If you listen closely you can hear several things…

You hear the charge nurse watching the monitor at the tele station go, “Oh shit!” Jump up, grab the code cart and go hauling ass down the hall. Then the nurse at the station right next to him calling the operator and the overhead announcing “Code 99 to XXX.” Next you hear the page go live and pagers going off and nurses running down the hall with the COde Team hot on their heels.

He was down on the floor, half in, half out of the bathroom, all 300+lbs. of him. No time to move so they worked him on the floor, half in, half out of the bathroom. One nurse was standing on the toilet with their butt in the face of the one in the shower. The floor was covered in the miasma of body fluids and blood as the guy came to a little and started tearing out IVs. They shocked him once and got a rhythm back and like a bat out of hell, off to the unit. If memory serves, guy came back up to our floor about a week later, in pretty good shape all things considered.

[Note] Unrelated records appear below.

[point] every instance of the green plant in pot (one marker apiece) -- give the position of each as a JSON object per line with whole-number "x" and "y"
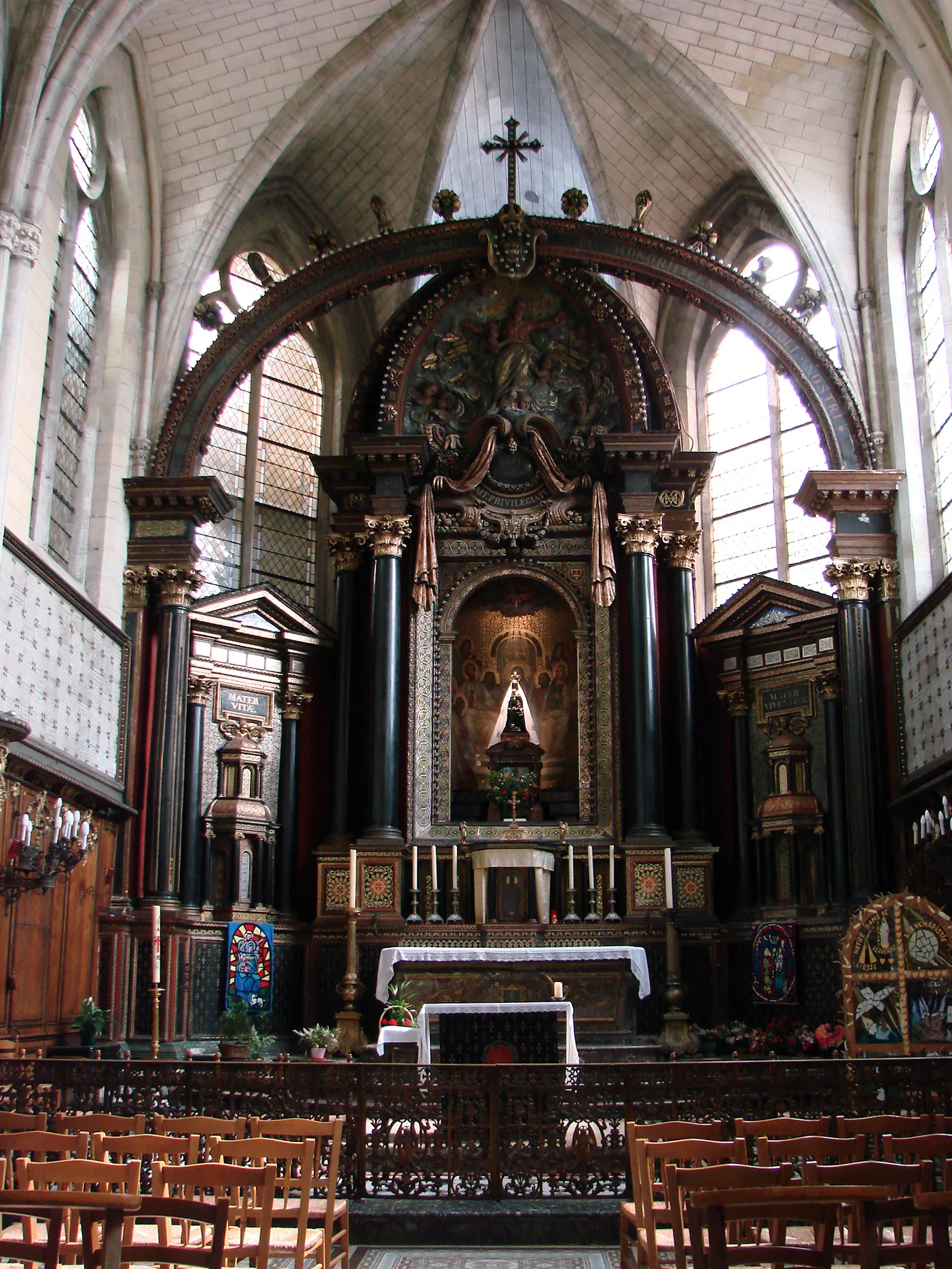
{"x": 90, "y": 1022}
{"x": 319, "y": 1041}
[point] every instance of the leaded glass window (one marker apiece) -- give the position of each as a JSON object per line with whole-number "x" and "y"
{"x": 766, "y": 445}
{"x": 280, "y": 404}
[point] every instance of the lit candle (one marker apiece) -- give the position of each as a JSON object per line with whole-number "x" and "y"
{"x": 156, "y": 944}
{"x": 668, "y": 880}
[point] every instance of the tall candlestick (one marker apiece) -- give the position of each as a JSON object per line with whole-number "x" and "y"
{"x": 668, "y": 880}
{"x": 156, "y": 944}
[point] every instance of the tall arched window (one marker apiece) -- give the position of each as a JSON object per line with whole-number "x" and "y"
{"x": 261, "y": 449}
{"x": 766, "y": 445}
{"x": 924, "y": 155}
{"x": 65, "y": 455}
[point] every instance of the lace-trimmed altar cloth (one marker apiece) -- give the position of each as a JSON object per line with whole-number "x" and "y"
{"x": 390, "y": 957}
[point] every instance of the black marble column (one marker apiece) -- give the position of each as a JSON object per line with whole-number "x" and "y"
{"x": 640, "y": 537}
{"x": 192, "y": 830}
{"x": 680, "y": 555}
{"x": 166, "y": 765}
{"x": 739, "y": 710}
{"x": 291, "y": 706}
{"x": 388, "y": 534}
{"x": 852, "y": 581}
{"x": 347, "y": 560}
{"x": 835, "y": 822}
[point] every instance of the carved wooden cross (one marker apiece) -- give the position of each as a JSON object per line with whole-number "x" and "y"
{"x": 511, "y": 147}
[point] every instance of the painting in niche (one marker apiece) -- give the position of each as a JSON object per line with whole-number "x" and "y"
{"x": 515, "y": 623}
{"x": 515, "y": 347}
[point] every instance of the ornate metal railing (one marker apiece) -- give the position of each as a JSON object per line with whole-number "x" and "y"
{"x": 486, "y": 1133}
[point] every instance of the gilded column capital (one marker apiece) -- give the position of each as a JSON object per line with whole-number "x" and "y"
{"x": 347, "y": 550}
{"x": 737, "y": 699}
{"x": 682, "y": 549}
{"x": 200, "y": 691}
{"x": 639, "y": 534}
{"x": 293, "y": 702}
{"x": 851, "y": 578}
{"x": 388, "y": 533}
{"x": 135, "y": 583}
{"x": 175, "y": 585}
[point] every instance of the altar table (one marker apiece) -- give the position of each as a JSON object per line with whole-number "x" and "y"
{"x": 431, "y": 1013}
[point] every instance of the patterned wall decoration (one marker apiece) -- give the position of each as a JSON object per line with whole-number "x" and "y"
{"x": 65, "y": 665}
{"x": 924, "y": 654}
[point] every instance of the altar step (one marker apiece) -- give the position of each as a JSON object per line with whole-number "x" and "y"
{"x": 404, "y": 1222}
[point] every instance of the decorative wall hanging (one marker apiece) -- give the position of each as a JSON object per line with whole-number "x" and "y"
{"x": 776, "y": 963}
{"x": 251, "y": 959}
{"x": 896, "y": 963}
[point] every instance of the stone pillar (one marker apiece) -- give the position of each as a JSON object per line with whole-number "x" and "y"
{"x": 166, "y": 763}
{"x": 738, "y": 703}
{"x": 388, "y": 536}
{"x": 680, "y": 555}
{"x": 829, "y": 689}
{"x": 851, "y": 579}
{"x": 347, "y": 551}
{"x": 291, "y": 706}
{"x": 198, "y": 695}
{"x": 640, "y": 537}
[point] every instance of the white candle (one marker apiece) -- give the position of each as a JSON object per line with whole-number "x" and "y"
{"x": 156, "y": 944}
{"x": 668, "y": 880}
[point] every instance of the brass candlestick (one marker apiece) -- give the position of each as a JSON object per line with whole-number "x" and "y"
{"x": 348, "y": 1019}
{"x": 676, "y": 1036}
{"x": 155, "y": 991}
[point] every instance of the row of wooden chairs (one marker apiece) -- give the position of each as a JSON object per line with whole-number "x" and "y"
{"x": 670, "y": 1160}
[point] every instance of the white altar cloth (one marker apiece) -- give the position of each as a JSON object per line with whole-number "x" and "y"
{"x": 390, "y": 957}
{"x": 545, "y": 1007}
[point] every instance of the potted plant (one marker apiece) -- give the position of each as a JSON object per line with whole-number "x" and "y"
{"x": 319, "y": 1041}
{"x": 90, "y": 1022}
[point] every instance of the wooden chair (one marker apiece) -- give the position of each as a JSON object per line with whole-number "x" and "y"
{"x": 204, "y": 1124}
{"x": 77, "y": 1175}
{"x": 324, "y": 1206}
{"x": 251, "y": 1194}
{"x": 776, "y": 1128}
{"x": 293, "y": 1162}
{"x": 651, "y": 1162}
{"x": 875, "y": 1127}
{"x": 210, "y": 1221}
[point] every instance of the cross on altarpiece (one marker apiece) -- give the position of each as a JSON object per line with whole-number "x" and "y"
{"x": 511, "y": 147}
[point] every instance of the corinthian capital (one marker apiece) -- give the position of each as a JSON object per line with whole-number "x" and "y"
{"x": 682, "y": 549}
{"x": 640, "y": 534}
{"x": 851, "y": 578}
{"x": 388, "y": 533}
{"x": 346, "y": 550}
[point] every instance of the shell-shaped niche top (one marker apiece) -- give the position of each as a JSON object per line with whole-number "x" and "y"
{"x": 559, "y": 344}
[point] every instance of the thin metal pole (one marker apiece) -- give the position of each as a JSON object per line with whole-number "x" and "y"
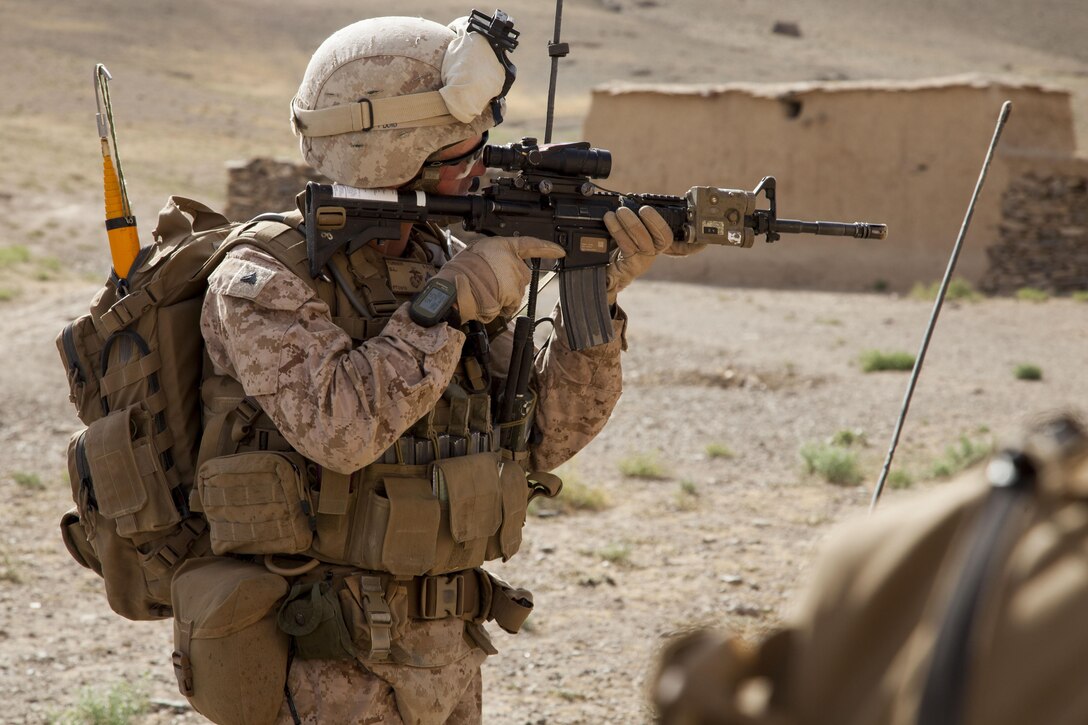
{"x": 556, "y": 52}
{"x": 1002, "y": 118}
{"x": 555, "y": 73}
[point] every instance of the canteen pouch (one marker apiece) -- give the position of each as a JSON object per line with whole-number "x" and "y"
{"x": 257, "y": 503}
{"x": 230, "y": 656}
{"x": 130, "y": 483}
{"x": 312, "y": 616}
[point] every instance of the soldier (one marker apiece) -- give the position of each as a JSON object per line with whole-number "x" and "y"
{"x": 964, "y": 606}
{"x": 385, "y": 414}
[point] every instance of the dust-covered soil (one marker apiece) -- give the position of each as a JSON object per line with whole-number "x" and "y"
{"x": 722, "y": 386}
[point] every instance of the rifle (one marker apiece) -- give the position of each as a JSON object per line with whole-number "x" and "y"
{"x": 551, "y": 195}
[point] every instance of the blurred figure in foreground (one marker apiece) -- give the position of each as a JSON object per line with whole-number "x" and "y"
{"x": 964, "y": 606}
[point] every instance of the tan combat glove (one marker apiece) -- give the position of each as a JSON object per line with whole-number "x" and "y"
{"x": 640, "y": 237}
{"x": 491, "y": 275}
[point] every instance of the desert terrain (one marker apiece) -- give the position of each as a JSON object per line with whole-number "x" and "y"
{"x": 695, "y": 506}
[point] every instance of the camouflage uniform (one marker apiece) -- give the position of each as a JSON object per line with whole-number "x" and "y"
{"x": 342, "y": 405}
{"x": 992, "y": 573}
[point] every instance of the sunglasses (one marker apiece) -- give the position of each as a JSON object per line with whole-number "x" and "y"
{"x": 473, "y": 154}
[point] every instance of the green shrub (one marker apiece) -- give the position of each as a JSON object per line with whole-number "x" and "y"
{"x": 575, "y": 496}
{"x": 832, "y": 463}
{"x": 119, "y": 705}
{"x": 719, "y": 451}
{"x": 875, "y": 360}
{"x": 643, "y": 465}
{"x": 28, "y": 481}
{"x": 1033, "y": 294}
{"x": 962, "y": 455}
{"x": 14, "y": 255}
{"x": 849, "y": 437}
{"x": 1027, "y": 371}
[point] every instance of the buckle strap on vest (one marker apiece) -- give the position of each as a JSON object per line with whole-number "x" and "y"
{"x": 131, "y": 307}
{"x": 171, "y": 549}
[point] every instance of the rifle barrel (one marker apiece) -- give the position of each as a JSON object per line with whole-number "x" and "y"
{"x": 857, "y": 230}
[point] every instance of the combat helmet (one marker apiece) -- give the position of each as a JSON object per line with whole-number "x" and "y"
{"x": 381, "y": 95}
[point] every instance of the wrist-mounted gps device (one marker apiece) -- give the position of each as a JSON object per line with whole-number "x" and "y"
{"x": 434, "y": 303}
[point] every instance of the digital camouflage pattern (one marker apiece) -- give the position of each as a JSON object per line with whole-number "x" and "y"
{"x": 446, "y": 687}
{"x": 387, "y": 57}
{"x": 343, "y": 405}
{"x": 338, "y": 405}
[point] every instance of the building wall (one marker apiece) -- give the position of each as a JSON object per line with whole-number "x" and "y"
{"x": 1043, "y": 233}
{"x": 906, "y": 155}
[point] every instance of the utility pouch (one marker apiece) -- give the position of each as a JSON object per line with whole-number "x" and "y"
{"x": 130, "y": 483}
{"x": 402, "y": 526}
{"x": 79, "y": 346}
{"x": 468, "y": 489}
{"x": 230, "y": 656}
{"x": 311, "y": 615}
{"x": 257, "y": 503}
{"x": 136, "y": 569}
{"x": 75, "y": 540}
{"x": 514, "y": 489}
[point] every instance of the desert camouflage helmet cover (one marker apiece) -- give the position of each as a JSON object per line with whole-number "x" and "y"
{"x": 383, "y": 94}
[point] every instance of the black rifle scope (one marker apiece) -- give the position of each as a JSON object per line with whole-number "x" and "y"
{"x": 575, "y": 159}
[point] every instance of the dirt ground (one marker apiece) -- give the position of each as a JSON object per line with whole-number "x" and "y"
{"x": 717, "y": 541}
{"x": 751, "y": 375}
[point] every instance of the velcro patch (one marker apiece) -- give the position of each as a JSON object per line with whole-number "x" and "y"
{"x": 269, "y": 285}
{"x": 407, "y": 277}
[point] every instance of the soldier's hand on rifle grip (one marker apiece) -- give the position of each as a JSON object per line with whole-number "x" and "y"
{"x": 640, "y": 238}
{"x": 491, "y": 275}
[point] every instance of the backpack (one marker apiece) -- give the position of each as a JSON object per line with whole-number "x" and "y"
{"x": 134, "y": 366}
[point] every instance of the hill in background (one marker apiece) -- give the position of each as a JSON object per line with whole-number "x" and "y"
{"x": 204, "y": 83}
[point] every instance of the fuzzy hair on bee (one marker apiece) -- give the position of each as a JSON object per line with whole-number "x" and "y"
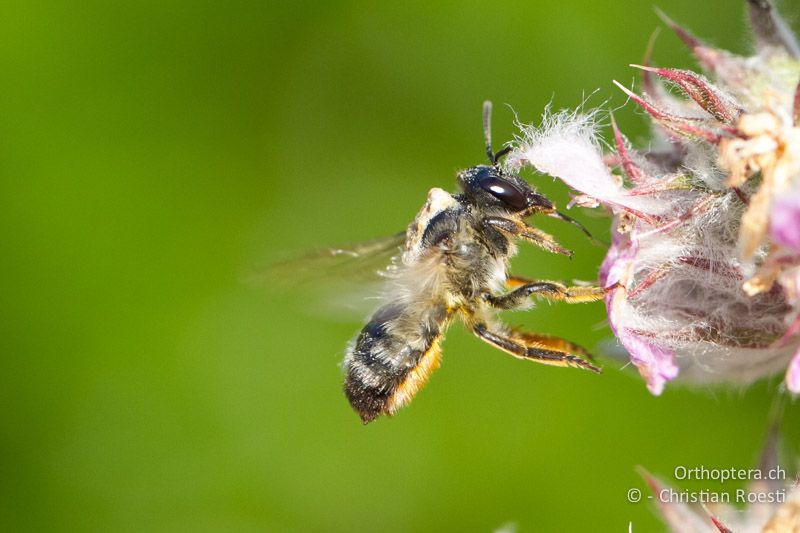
{"x": 455, "y": 263}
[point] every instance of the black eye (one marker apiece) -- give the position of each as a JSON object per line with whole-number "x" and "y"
{"x": 505, "y": 192}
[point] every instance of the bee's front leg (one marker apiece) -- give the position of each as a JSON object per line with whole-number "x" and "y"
{"x": 520, "y": 229}
{"x": 518, "y": 298}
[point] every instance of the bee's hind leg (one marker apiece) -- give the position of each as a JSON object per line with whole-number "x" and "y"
{"x": 518, "y": 297}
{"x": 545, "y": 350}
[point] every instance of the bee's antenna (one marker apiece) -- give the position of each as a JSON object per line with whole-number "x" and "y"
{"x": 487, "y": 135}
{"x": 487, "y": 130}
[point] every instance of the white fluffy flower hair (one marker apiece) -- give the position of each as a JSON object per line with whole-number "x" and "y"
{"x": 705, "y": 253}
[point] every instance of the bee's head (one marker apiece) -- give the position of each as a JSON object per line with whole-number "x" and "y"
{"x": 489, "y": 186}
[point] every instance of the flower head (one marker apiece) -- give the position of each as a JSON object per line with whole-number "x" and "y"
{"x": 706, "y": 233}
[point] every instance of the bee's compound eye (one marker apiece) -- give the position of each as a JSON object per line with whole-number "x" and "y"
{"x": 505, "y": 191}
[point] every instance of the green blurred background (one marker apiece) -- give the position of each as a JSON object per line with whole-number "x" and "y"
{"x": 153, "y": 152}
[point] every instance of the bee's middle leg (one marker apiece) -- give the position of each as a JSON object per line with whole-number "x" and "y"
{"x": 518, "y": 346}
{"x": 528, "y": 233}
{"x": 551, "y": 290}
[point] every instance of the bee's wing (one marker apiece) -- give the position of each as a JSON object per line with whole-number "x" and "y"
{"x": 340, "y": 278}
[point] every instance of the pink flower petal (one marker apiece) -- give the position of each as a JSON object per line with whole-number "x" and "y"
{"x": 785, "y": 222}
{"x": 656, "y": 364}
{"x": 793, "y": 374}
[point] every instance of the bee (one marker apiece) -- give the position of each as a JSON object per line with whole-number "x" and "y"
{"x": 455, "y": 263}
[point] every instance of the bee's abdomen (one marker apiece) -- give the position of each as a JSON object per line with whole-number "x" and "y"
{"x": 391, "y": 360}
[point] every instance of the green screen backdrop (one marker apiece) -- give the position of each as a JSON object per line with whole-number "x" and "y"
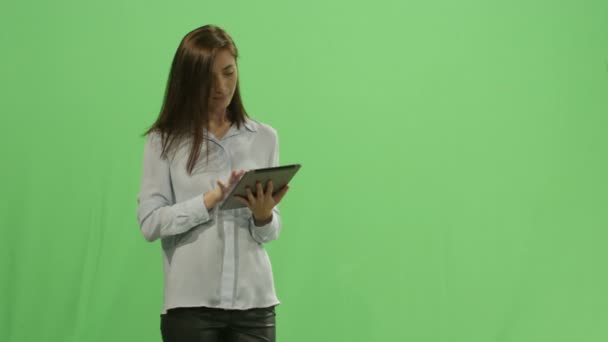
{"x": 454, "y": 182}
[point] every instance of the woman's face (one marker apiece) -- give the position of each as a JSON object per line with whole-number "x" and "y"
{"x": 223, "y": 83}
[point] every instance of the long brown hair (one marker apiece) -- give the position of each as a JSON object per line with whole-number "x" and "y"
{"x": 184, "y": 111}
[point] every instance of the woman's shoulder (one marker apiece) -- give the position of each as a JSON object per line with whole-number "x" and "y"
{"x": 261, "y": 127}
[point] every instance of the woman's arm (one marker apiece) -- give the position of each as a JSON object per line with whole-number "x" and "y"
{"x": 158, "y": 214}
{"x": 268, "y": 231}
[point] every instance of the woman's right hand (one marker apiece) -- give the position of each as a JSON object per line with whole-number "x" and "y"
{"x": 216, "y": 195}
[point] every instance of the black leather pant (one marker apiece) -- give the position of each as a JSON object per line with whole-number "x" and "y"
{"x": 201, "y": 324}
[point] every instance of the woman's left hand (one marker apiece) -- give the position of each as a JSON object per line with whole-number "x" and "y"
{"x": 262, "y": 203}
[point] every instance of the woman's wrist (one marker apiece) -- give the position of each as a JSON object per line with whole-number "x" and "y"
{"x": 262, "y": 220}
{"x": 210, "y": 199}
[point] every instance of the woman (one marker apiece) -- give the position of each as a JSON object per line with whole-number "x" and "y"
{"x": 218, "y": 281}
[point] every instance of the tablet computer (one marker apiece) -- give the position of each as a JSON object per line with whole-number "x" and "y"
{"x": 280, "y": 176}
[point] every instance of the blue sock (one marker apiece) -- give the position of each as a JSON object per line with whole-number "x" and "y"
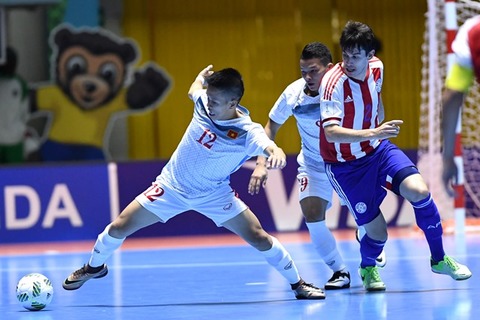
{"x": 370, "y": 249}
{"x": 428, "y": 219}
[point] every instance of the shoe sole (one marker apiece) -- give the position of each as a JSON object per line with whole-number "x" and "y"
{"x": 345, "y": 286}
{"x": 454, "y": 278}
{"x": 376, "y": 289}
{"x": 310, "y": 298}
{"x": 77, "y": 285}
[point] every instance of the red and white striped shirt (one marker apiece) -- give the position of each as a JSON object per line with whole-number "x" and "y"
{"x": 352, "y": 104}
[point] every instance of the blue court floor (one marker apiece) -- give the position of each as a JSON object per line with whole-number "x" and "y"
{"x": 234, "y": 282}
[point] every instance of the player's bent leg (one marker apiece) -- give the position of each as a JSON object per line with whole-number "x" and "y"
{"x": 132, "y": 218}
{"x": 381, "y": 260}
{"x": 247, "y": 226}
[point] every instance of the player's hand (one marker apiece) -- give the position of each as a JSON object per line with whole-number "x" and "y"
{"x": 258, "y": 179}
{"x": 449, "y": 175}
{"x": 388, "y": 129}
{"x": 207, "y": 71}
{"x": 277, "y": 159}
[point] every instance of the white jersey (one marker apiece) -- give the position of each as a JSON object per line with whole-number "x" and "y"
{"x": 210, "y": 151}
{"x": 306, "y": 110}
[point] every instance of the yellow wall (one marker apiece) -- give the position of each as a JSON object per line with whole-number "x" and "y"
{"x": 263, "y": 40}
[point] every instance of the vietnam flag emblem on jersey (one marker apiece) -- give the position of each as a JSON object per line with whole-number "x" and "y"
{"x": 232, "y": 134}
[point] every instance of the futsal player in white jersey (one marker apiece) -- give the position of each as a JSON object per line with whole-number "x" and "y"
{"x": 218, "y": 140}
{"x": 362, "y": 163}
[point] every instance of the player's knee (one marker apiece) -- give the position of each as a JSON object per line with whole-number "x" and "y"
{"x": 260, "y": 240}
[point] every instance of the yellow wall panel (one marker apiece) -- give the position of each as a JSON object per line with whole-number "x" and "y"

Looking at the strip several things strike me. One is that this the last time I ever want to see a R-on-T phenomenon live and in person. Second, dude was damn lucky he was in the hospital, on a monitored unit with ACLS-certified nurses caring for him and a Code Team 30 seconds away. If he had been out in the regular world, things might not have turned up so rosy. I guess this could have been a case of Sudden Cardiac Death, but he was lucky. Third is that how quickly life can turn on you. One moment you’re getting up to take a leak in the middle of the night and the next you’re on the floor after having died for a couple of seconds. Kind of brings things into perspective. Finally, that tele tech who the charge nurse was covering for while they were away at the bathroom? Yeah, they don’t get a bathroom break ever again. This was not the first time. No, this was the third or fourth time that they stepped away and something unfortunate goes down. It’s just bad luck.

I wish I had saved my other favorite strip from a while ago. It was sinus with an 7 second pause. All you saw were these little P-waves, but you could call it asystole. Like above, they were dead, if only for about 7 seconds (isn’t that the length of a champion bull ride?).


One Comment

  1. we had a code in the hall outside the ER one night, was a visitor from upstairs on their way back out to the parking lot. If you have to code suddenly you can’t be any luckier than that.